The RNG is completely unnecessary flair that just adds to the fun.
> -Creates a two-tier PKI... on the same device. This completely defeats the purpose so you can't revoke anything in case of key compromise. > -They're generating the private key on disk then importing into the YubiKey. Which defeats having an external key storage device because you have left traces of the key on disk.
The tutorial shows how to generate and store the private key offline on a USB stick, not on the device or the YubiKey. The key material never touches the disk of the Raspberry Pi.
Why store a copy of the CA keys offline? Because YubiKeys don't have the key-wrapped backup and restore feature of HSMs. So, if the YubiKey ever fails, you need a way to restore your CA. Storing the root on a USB stick is the backup. Put the USB stick in a safe.
If you want active revocation, you can set it up so that the intermediate is revocable—in case physical theft of the key is important to you. (We have instructions to do that in our docs.)
> -All this digital duct taping the windows and doors yet the article instructs you to download and run random binaries off GitHub with no verification whatsoever.
It's open source software downloaded from GitHub. The only non-smallstep code is the RNG driver (GitHub is the distribution point for that project). Was there a kind of verification that you expected to see?
> -Why do you need ACME in a homelab and can't just hand issue long lived certificates? -OpenSC and the crypto libraries are notoriously difficult to set up and working properly. A tiny CA this is not.
Most people don't need ACME in their homelab, they just want to learn stuff. That said, we have homelabbers in our community issuing certs to dozens of endpoints in their homelab.
Whether you issue long-lived or short-lived certs is a philosophical issue. If a short-lived cert is compromised, it's simply less valuable to the attacker. Short-lived certs encourage automation. Long-lived certs can be easier to manage and you can just manually renew them. But unplanned expiry of long-lived certs has caused a lot of multi-million dollar outages.
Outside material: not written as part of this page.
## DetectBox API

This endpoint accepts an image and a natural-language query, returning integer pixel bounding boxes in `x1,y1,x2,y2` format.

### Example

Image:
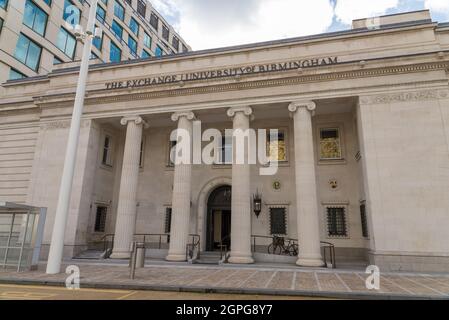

I hope this helps clarify things.
Despite the critical feedback you've received above, I found the article interesting, and having a homelab with several spare Pi's, it's got me considering setting a CA up. Thank you.
> Why do you need ACME in a homelab and can't just hand issue long lived certificates?
If there is one thing I hate it is hand issuing certificates. Even for a homelab.
SSL just plain sucks and OpenSSLs incantation and especially config files make an already bad problem even worse.
Also, a lot of homelab people are experimenting and gaining experience with stuff they run in production or at work.
Those people are extremely likely to be using ACME in the wild.
Running it in your homelab makes a lot of sense to me.
I wish it was easier to get your CA installed in trust stores. Even for devices you control it's annoying but even worse if you want to share your services with mates at your house or over VPN etc. In the end it's just easier to go with LE certs for all practical cases.
Having spent time at a reasonable sized corporate environment with our own CA, I have to agree.
Its often a case of its fine until it isn't and different organisations handle it differently. Python requests installed via pip will use its own truststore, but installed via rpm it will automatically use the system store. Amazon Corretto JDK also installs its own truststore, so you have to correct that. Running thirdparty applications often comes with trouble, too.
More recently, we've been bitten by a JDK bug[0] that prevents Java from correctly interpeting Name Constraints.
I guess I'm not the intended audience, but the last thing I want in my homelab is a CA. One more thing I'd set up, forget how it works, then spend an entire weekend trying to fix when it breaks a year from now.